Purpose : During our daily life we are continuously exposed to optic flow patterns which provide crucial information about self-motion and environmental structures. The aim of this study was to assess how optic flow processing contributes to the control of posture and if it requires the predominant activation of cortical networks involved in motion perception or the intervention of subcortical loops.

Methods : To this purpose, we recruited 34 volunteers with different retinal functionality: 13 people at early stage of retinopathy (retinopathy group, average age 62), 8 people who underwent a laser treatment on the peripheral retina (laser group, average age 62) and 13 healthy subjects (control group, average age 59).
Subjects looked at a tangent screen, covering 135 x 107° of visual field, on which radial optic flow fields were presented: full field, in the foveal or in the peripheral regions. The spatial distribution of dot speed was manipulated to simulate specific heading directions. Postural responses were recorded using surface electromyography (EMG) and stabilometry during visual stimulation. EMG data were recorded bilaterally from the anterior tibialis and soleus, while subjects stood on two Kirstel force platforms. We analyzed four center of pressure (COP) parameters: antero-posterior (AP), medio-lateral (ML), speed and area. Fixation in the dark was used as baseline.
A repeated measures ANOVA was performed on the normalized EMG and COP parameters, with side (right–left) as within-subjects and group and stimuli as between-subjects.

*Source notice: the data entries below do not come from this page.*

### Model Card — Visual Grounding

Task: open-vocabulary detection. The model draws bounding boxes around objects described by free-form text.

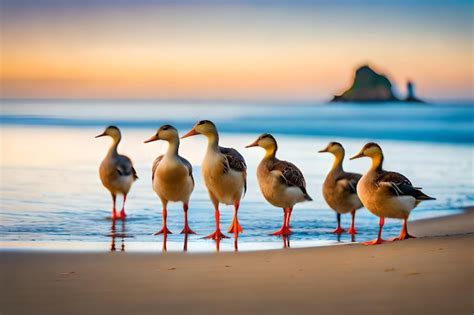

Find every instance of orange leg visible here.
[205,209,229,240]
[362,217,385,245]
[271,208,291,236]
[227,200,243,234]
[117,194,127,220]
[154,208,173,235]
[181,203,196,234]
[332,213,344,234]
[286,208,293,229]
[392,218,416,241]
[347,209,357,235]
[112,194,117,220]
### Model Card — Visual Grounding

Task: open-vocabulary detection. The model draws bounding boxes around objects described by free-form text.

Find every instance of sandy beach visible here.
[0,209,474,314]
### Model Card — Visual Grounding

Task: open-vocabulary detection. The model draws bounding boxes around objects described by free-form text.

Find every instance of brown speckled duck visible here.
[181,120,247,240]
[247,133,312,235]
[96,126,138,220]
[351,142,435,245]
[319,142,362,235]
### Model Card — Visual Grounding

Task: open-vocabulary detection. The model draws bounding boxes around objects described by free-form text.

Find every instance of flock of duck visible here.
[96,120,434,245]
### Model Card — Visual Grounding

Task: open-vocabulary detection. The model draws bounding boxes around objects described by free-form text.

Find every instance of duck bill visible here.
[181,129,199,139]
[349,152,365,160]
[245,139,258,148]
[143,135,160,143]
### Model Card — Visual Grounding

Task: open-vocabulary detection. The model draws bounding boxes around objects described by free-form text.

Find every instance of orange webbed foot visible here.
[205,230,229,240]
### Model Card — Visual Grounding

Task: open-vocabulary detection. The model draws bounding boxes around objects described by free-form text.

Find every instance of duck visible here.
[318,142,363,235]
[351,142,435,245]
[246,133,313,236]
[145,125,195,235]
[95,126,138,220]
[181,120,247,240]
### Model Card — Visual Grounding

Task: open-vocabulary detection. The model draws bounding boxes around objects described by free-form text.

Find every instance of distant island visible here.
[331,65,424,103]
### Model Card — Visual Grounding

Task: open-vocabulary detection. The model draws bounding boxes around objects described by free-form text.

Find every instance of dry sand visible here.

Results : We found significant differences between groups in all COP variables (p<0.001). A main effect of side and an interaction effect of group x side were found for COP_ML (p<0.001), COP_Area (p=0.010) and COP_Speed (p<0.001). The EMG analysis showed a significant main effect for group (p<0.001). Post-hoc test showed a significant difference between control and retinopathy (p<0.001) and laser and retinopathy (p=0.002).
People with retinopathy and people who underwent a laser treatment showed a higher postural instability than controls.

Conclusions : Based on these findings, the postural control seems to be a process dependent to the perceptual analysis via cortical networks involved in motion perception.

This is an abstract that was submitted for the 2018 ARVO Annual Meeting, held in Honolulu, Hawaii, April 29 - May 3, 2018.